Currently, most of the guidelines that exist are too broad and simple, Hollander said, such as making sure you have a good video connection. “That’s not really useful," he said. "That’s common sense."
Obstacles in the way
Although telemedicine practices can yield mountains of data, the relative youth of the field means that not enough evidence is available to write guidelines that meet physicians’ standards. That can require many years worth of data gathering because guidelines must be rigorous and backed up by plenty of evidence.
“The body of evidence that we have still needs to be filled out a little bit around what is appropriate and that line of what meets the standard of care and what’s beyond it,” Waldren said.
A recent ATA survey of health executives found that nearly 36% said a lack of quality evidence or return-on-investment was a key challenge for telehealth in the next three years.
Another concern is one found throughout healthcare — silos. Device-makers, payers and providers all have different interests — and companies usually don’t want to give away any information they think may give them an edge in the market.
Lo Fu Tan, medical director at the multi-specialty medical group Southwest Medical in Nevada, encouraged other attendees of the ATA conference to get their companies and professional organizations to work together in developing industry-wide guidelines.
“We have to do a better job of sharing what we know and what we’re experiencing so we can do a much better job on this,” he said.
Interoperability is another obstacle, Waldren said, though he noted that is true of almost every aspect of health IT. “Interoperability in general is a challenge for healthcare,” he said. “The tech is still lacking, the incentives are still lacking and it is a big problem in general.”
While the rapid growth of the telemedicine industry can be exciting, it also hinders efforts to create guidelines. By the time evidence is gathered and standards are agreed upon, the technology being discussed may have significantly changed, Waldren said.
These issues will need to be addressed before guidelines can be successfully written and implemented. Collaboration will be especially critical as most of the other concerns flow from that need.
Efforts are under way
In October, the National Quality Forum, a government agency, brought together a group of 26 telehealth experts with the goal of identifying “existing and potential telehealth metrics to identify gaps and develop a measure framework, prioritized list of measure concepts and guiding principles for future telehealth measurement.”
In an interview at the ATA conference, Teladoc Chief Medical Officer Henry DePhillips, a member of the committee, told Healthcare Dive he has been impressed with the early drafts he’s seen. “It’s a really well thought-out exercise. There are some really smart people around the table,” he said.
The final product is expected later this year. The real test will be whether and how they're implemented. It will be important to watch who endorses the guidelines, what concerns are brought up and how they are revisited and improved.
Some specialties have guideline resources through their professional groups and organizations like ATA. The trade group has some guidelines available for pediatric care, rehabilitation and stroke treatments through telemedicine.

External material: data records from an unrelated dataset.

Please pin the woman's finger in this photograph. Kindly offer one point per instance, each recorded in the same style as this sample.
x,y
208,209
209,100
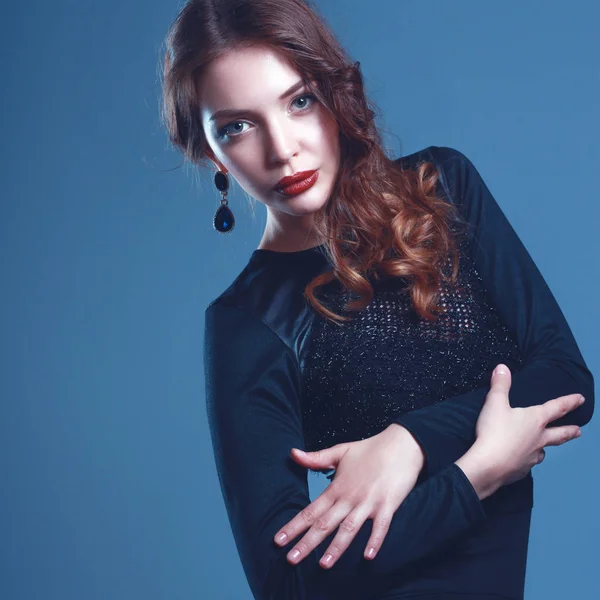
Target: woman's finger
x,y
347,531
381,526
305,518
320,529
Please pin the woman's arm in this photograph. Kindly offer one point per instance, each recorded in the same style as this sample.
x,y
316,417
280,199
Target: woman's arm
x,y
254,413
552,363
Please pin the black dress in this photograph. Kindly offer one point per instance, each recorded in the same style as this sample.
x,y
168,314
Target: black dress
x,y
279,376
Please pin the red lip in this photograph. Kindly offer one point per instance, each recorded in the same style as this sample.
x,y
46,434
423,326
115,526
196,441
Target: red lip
x,y
293,178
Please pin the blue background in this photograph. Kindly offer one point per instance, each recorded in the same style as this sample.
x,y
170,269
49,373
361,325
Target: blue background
x,y
108,259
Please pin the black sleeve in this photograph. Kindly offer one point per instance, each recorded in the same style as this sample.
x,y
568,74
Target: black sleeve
x,y
552,363
254,414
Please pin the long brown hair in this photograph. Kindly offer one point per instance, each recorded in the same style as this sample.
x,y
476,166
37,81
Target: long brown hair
x,y
380,219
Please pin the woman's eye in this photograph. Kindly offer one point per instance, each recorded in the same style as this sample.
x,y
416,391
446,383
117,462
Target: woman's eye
x,y
312,98
224,131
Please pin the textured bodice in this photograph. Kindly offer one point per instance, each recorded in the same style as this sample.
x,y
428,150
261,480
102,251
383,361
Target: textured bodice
x,y
357,376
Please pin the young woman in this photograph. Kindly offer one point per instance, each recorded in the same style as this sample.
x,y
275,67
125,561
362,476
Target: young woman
x,y
365,329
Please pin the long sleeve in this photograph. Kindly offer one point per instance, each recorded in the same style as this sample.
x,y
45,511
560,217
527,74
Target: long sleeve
x,y
254,414
552,363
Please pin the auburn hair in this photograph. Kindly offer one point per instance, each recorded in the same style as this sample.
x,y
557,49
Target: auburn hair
x,y
381,219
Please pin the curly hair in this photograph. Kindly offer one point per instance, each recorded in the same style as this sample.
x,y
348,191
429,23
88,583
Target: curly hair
x,y
381,219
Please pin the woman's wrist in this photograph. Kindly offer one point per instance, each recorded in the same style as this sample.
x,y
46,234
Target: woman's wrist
x,y
485,475
409,442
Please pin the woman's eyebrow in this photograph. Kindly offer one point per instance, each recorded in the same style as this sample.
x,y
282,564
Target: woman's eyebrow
x,y
232,112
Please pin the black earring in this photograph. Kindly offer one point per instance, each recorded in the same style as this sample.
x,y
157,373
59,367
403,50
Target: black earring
x,y
223,220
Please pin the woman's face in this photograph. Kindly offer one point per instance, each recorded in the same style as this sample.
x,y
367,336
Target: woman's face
x,y
266,136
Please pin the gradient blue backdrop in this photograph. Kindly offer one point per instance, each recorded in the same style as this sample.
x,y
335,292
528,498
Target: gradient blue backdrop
x,y
108,257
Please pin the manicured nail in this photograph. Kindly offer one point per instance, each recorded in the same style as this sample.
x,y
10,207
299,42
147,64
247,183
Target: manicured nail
x,y
281,538
295,554
327,559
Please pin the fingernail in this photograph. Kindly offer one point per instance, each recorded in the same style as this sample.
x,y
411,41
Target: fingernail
x,y
327,559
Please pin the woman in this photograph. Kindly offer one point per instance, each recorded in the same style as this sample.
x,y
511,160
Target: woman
x,y
366,325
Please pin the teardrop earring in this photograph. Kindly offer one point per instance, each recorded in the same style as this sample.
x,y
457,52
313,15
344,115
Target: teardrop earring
x,y
223,220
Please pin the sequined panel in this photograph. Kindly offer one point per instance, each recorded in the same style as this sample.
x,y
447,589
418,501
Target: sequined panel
x,y
356,377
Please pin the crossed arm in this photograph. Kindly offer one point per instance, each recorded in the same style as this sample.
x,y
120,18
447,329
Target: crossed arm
x,y
252,392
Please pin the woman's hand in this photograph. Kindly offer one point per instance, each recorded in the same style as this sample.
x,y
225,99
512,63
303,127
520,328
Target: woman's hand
x,y
373,477
513,439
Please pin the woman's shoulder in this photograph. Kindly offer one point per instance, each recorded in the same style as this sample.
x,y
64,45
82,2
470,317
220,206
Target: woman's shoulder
x,y
270,289
441,156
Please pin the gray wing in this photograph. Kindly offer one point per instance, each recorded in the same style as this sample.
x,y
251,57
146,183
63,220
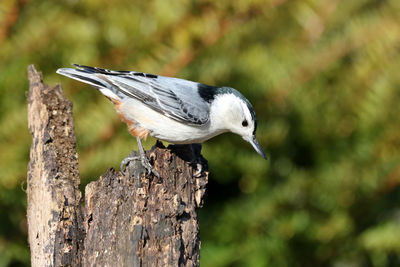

Hollander said those efforts are helpful, but there still aren’t solutions for all the obstacles that have so far prevented the creation of widely-accepted, standardized guidelines. In the end, it’s important for telemedicine practitioners to remember that their goal is the same as any other doctor’s.
“We need to get the right evidence to get the right way to take care of our patients,” he said. “And that’s not specific to telemedicine."